US Stamps

Early postal union souvenir with simulated stamp and piece of coal

Nov 9, 2020, 8 AM
This souvenir of the 10th annual meeting of the National Association of Letter Carriers in 1899 is designed to resemble an envelope sent through the mail. Shown on the front is a small representation of the then-current 2¢ United States stamp and pictures

U.S. Stamp Notes by John M. Hotchner

Souvenirs of postal union conventions have sometimes portrayed images of contemporary United States stamps.

A nice example is shown here. This souvenir of the 1899 10th annual meeting of the 277,000-strong National Association of Letter Carriers includes a small replica of the then-current 2¢ U.S. general issue definitive, the 2¢ carmine George Washington stamp.

The souvenir was designed to look like an envelope, complete with a faux “Sept. 4-11, 99, Scranton, Pa.” cancellation on the stamplike image. Scranton was the site of the convention.

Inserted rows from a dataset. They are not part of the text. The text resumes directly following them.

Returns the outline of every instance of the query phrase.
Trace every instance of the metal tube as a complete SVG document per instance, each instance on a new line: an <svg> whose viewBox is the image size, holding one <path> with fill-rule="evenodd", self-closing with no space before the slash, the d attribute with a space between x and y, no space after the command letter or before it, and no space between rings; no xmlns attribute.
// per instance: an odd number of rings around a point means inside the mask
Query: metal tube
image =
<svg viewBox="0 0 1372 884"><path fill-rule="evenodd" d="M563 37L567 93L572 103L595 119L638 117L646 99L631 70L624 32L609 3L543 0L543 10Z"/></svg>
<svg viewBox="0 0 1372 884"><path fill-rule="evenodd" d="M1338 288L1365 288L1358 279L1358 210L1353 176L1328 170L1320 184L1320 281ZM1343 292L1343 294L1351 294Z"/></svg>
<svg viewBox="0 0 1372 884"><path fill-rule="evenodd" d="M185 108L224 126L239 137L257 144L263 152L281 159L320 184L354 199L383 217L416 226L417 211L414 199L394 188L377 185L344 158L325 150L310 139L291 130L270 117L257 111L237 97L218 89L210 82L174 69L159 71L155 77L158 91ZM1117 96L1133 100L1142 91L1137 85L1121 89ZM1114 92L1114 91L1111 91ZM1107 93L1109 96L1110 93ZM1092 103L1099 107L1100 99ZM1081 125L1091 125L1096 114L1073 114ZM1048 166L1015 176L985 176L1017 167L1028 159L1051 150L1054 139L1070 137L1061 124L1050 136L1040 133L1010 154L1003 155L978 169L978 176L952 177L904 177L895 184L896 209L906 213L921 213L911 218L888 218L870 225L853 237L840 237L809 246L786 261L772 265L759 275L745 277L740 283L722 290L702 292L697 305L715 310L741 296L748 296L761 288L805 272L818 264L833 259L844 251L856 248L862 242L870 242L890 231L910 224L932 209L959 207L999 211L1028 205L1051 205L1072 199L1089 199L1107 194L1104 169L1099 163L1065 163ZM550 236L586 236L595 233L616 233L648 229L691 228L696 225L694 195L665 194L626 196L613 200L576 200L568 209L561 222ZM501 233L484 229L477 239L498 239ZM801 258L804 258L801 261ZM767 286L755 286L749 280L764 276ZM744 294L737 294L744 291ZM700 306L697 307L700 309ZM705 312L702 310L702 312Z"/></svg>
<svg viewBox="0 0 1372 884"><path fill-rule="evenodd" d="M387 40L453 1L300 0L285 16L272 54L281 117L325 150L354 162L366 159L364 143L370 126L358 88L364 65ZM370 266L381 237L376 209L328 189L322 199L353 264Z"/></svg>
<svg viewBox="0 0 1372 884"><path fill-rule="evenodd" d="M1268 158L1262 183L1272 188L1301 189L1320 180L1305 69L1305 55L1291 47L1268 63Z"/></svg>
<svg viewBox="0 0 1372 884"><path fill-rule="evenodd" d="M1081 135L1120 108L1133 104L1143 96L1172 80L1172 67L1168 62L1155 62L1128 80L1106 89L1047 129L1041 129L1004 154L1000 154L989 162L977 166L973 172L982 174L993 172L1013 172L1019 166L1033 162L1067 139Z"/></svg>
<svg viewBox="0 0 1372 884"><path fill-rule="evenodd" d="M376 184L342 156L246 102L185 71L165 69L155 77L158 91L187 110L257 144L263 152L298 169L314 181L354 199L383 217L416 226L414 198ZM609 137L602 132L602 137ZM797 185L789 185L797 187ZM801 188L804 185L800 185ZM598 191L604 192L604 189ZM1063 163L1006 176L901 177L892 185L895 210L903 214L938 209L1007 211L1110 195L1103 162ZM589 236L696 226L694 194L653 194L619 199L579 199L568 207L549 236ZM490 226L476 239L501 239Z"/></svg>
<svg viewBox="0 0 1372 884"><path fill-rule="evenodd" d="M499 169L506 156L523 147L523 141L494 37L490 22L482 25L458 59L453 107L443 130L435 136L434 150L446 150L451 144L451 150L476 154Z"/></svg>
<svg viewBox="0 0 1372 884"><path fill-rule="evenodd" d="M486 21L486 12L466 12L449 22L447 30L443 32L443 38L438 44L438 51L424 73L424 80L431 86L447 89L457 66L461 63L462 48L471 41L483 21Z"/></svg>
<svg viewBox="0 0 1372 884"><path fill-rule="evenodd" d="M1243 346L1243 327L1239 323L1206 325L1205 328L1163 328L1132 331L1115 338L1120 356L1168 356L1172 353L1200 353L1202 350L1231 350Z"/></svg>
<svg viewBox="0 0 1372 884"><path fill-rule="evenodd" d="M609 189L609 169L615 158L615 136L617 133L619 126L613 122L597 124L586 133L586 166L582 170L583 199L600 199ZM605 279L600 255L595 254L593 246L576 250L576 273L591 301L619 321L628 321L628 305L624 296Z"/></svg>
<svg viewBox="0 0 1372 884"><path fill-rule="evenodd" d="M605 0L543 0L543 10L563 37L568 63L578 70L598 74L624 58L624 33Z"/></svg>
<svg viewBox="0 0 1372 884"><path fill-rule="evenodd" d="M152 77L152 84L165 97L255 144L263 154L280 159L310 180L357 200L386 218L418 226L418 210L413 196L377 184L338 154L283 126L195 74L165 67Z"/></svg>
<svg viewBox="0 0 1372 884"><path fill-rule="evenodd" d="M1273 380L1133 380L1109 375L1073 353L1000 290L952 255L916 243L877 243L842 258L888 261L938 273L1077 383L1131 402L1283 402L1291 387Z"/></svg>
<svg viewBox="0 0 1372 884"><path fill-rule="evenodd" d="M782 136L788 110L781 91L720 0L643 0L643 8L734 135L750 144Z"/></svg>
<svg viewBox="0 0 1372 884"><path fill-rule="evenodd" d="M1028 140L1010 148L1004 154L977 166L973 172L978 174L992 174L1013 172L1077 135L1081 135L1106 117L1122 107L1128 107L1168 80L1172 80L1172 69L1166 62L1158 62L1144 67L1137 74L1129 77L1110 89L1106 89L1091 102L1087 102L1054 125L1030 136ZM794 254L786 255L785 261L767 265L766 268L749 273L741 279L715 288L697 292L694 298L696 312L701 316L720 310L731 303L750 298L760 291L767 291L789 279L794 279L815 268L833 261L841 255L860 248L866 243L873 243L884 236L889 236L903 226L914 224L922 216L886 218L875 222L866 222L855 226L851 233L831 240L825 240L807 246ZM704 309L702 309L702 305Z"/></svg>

The National Association of Letter Carriers was founded in 1889, and today it has 2,500 local branches representing letter carriers in all 50 states, the District of Columbia, Puerto Rico, the Virgin Islands and Guam.

The souvenir is made of white plastic and originally had two attachments. At upper left is a red, white and blue ribbon. A small piece of coal attached to the lower right corner, emblematic of the fact that Scranton was a center for the northern Pennsylvania coalfields, has since separated from the souvenir.

Apparently the souvenir was made by the officers and members of the National Association of Letter Carriers Branch 17, which hosted the convention. They are pictured on the front of the souvenir.

It could be argued that the stamp image was problematic as it was improper, if not illegal, at the time to picture U.S. stamps — even in black-and-white. The fear was that a picture might be used in place of a genuine stamp to defraud the government.

Could the Post Office Department have taken action against the union? Probably, but it would have been unwise for at least three reasons.

First, the souvenir is thick, many times thicker than the thin paper of a genuine stamp. Second, the stamp image has been defaced by a cancel. Third, the stamp image is fuzzy and too small to be credibly thought to be a genuine stamp.

In 1899 postal worker unions were not yet the behemoths with the influence they now have. But even back then, the POD must have had some hesitation in taking on a union over so minuscule an issue, especially when the union had taken pains to use an image that could not credibly pass as a genuine postage stamp.